The current analysis, combining data from 18 randomised controlled trials in several countries, compared more than 1,300 people with obesity and hypertension who were randomly selected to receive either bariatric surgery or a non-surgical, medication or lifestyle intervention. After an average follow-up period of one to five years, the researchers found that compared to the control group, participants who had weight-loss surgery:
were 2.77 times more likely to lower their hypertension to less than 140/90 mm Hg, defined as hypertension remission, without the need for hypertension-lowering medication;
were 7.1 times more likely to lower their hypertension to less than 130/80 mm Hg, defined as hypertension control, while substantially reducing their use of hypertension-lowering medications;
lowered their systolic (top number) hypertension by, on average, 3.67 mm Hg, compared to those in the medication and lifestyle management control group.
"Bariatric surgery is an effective solution for managing obesity-related hypertension. Future research should focus on conducting randomized controlled trials with long-term follow-up and large sample sizes, with a specific emphasis on hypertension outcomes, as many currently focus on diabetes outcomes," Sebastian added. "Furthermore, it is essential to evaluate the efficacy and cost-effectiveness of different bariatric procedures for various patient profiles and to identify optimal candidates for each type of surgery."
The final analysis included 18 studies with 1,386 participants older than age 18 with obesity (average body mass index of 38 kg/m²), with primary or secondary outcomes reporting the effects of weight-loss surgery on hypertension. 62.7% of participants identified as women, and 37.3% identified as men. The studies were conducted between December 2002 and May 2024.
The authors included multiple types of weight-loss surgery. However, most of the studies focused on Roux-en-Y gastric bypass and sleeve gastrectomy.
Data from a subgroup of five studies were analysed for hypertension remission and the use of medications; four of the five studies had hypertension as the primary outcome. At the beginning of the four studies, participants were taking maximal doses of at least two pressure-lowering medications.
The analysis is limited by differences among the trials in the baseline characteristics of the participants, the surgical techniques used, how obesity was diagnosed and the length of follow-up. Additionally, many of the studies did not have a large number of participants, and only four of the 18 studies focused on high hypertension as the primary outcome.
The authors noted that these limitations may impact the generalisability and reproducibility of the findings.

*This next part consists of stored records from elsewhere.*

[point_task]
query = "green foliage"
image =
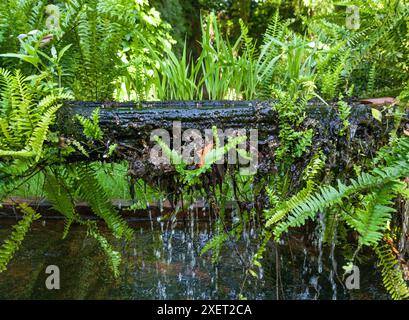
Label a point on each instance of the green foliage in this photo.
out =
(102, 37)
(392, 275)
(91, 126)
(11, 245)
(91, 191)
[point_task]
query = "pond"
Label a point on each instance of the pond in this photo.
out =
(165, 263)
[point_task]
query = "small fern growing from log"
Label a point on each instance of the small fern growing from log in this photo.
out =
(11, 245)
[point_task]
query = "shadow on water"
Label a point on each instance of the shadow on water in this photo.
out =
(165, 263)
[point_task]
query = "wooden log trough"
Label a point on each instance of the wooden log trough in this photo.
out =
(129, 125)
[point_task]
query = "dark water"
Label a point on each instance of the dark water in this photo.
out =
(164, 263)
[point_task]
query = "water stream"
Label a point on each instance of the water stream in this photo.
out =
(163, 262)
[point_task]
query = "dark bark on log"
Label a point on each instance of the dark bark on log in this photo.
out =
(130, 126)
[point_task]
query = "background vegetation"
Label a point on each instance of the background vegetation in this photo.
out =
(291, 51)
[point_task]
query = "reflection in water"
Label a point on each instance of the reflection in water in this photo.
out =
(164, 262)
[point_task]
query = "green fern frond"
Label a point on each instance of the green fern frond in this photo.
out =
(392, 275)
(11, 245)
(91, 191)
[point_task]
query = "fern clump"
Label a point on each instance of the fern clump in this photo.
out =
(13, 243)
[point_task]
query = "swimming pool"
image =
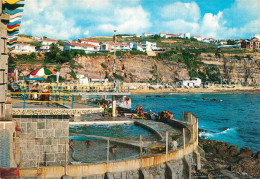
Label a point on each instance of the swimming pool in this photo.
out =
(110, 130)
(97, 151)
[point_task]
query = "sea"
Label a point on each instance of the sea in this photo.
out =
(232, 118)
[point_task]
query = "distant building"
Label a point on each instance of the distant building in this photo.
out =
(130, 44)
(170, 36)
(38, 38)
(199, 38)
(252, 44)
(257, 36)
(46, 44)
(137, 46)
(86, 79)
(88, 48)
(190, 83)
(187, 35)
(162, 34)
(180, 35)
(147, 34)
(90, 41)
(111, 46)
(148, 46)
(24, 48)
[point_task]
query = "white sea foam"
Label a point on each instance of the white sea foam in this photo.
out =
(212, 134)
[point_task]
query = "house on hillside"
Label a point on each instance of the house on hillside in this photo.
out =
(187, 35)
(89, 41)
(147, 34)
(148, 46)
(162, 34)
(131, 45)
(170, 36)
(88, 78)
(254, 43)
(88, 48)
(190, 83)
(198, 38)
(24, 48)
(111, 46)
(38, 38)
(137, 46)
(46, 44)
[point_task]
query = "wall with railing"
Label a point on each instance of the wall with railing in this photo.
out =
(189, 126)
(62, 87)
(38, 97)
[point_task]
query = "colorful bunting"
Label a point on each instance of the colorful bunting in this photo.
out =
(14, 8)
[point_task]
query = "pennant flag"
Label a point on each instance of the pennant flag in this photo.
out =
(121, 57)
(114, 38)
(14, 8)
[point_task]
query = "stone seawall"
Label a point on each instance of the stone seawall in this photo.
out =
(42, 141)
(177, 164)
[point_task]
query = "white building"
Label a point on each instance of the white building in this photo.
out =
(111, 46)
(90, 41)
(38, 38)
(148, 46)
(162, 34)
(147, 34)
(24, 48)
(187, 35)
(88, 48)
(170, 36)
(46, 44)
(131, 45)
(257, 36)
(190, 83)
(198, 38)
(137, 46)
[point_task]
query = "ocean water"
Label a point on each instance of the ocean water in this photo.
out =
(234, 119)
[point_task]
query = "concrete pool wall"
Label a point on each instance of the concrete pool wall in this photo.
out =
(175, 163)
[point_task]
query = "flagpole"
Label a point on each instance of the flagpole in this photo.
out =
(114, 58)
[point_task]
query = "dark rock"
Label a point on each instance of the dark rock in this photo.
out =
(233, 150)
(248, 165)
(257, 155)
(222, 148)
(245, 153)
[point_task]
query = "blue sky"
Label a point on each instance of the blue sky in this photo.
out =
(71, 19)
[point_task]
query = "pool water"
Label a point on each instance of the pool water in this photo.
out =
(97, 152)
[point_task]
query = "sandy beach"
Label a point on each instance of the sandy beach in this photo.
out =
(197, 90)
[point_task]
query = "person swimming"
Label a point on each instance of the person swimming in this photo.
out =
(113, 148)
(88, 142)
(71, 143)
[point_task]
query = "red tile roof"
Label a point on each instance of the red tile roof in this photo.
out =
(81, 44)
(112, 43)
(25, 44)
(88, 40)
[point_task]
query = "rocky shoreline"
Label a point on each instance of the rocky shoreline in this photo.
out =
(222, 160)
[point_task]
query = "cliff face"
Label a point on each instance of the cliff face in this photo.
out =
(141, 68)
(237, 68)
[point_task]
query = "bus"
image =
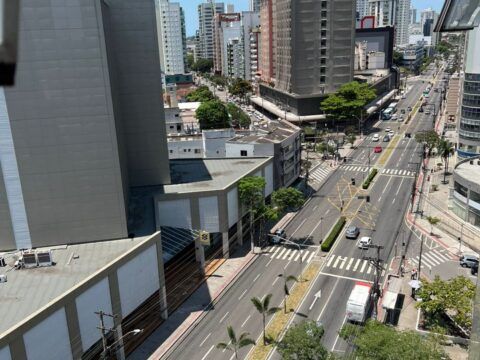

"These findings underscore the beneficial impact of weight loss on hypertension control - bariatric surgery consistently improved hypertension control in individuals with obesity. Unfortunately, there are very limited data on the impact of surgical weight loss with the primary outcome of hypertension remission," said Dr Michael E Hall, chair of the writing group for the Association's 2021 scientific statement on weight-loss strategies for prevention and treatment of hypertension and chair of the department of medicine at the University of Mississippi Medical Center in Jackson, MS. "Further, given the effectiveness of newer weight loss medications and beneficial effects on cardiometabolic conditions like hypertension, we need randomised clinical studies comparing bariatric surgery to these newer medications to decide which people are better suited for a specific weight-loss strategy. Overall, bariatric surgery is an effective and durable treatment option for hypertension related to obesity."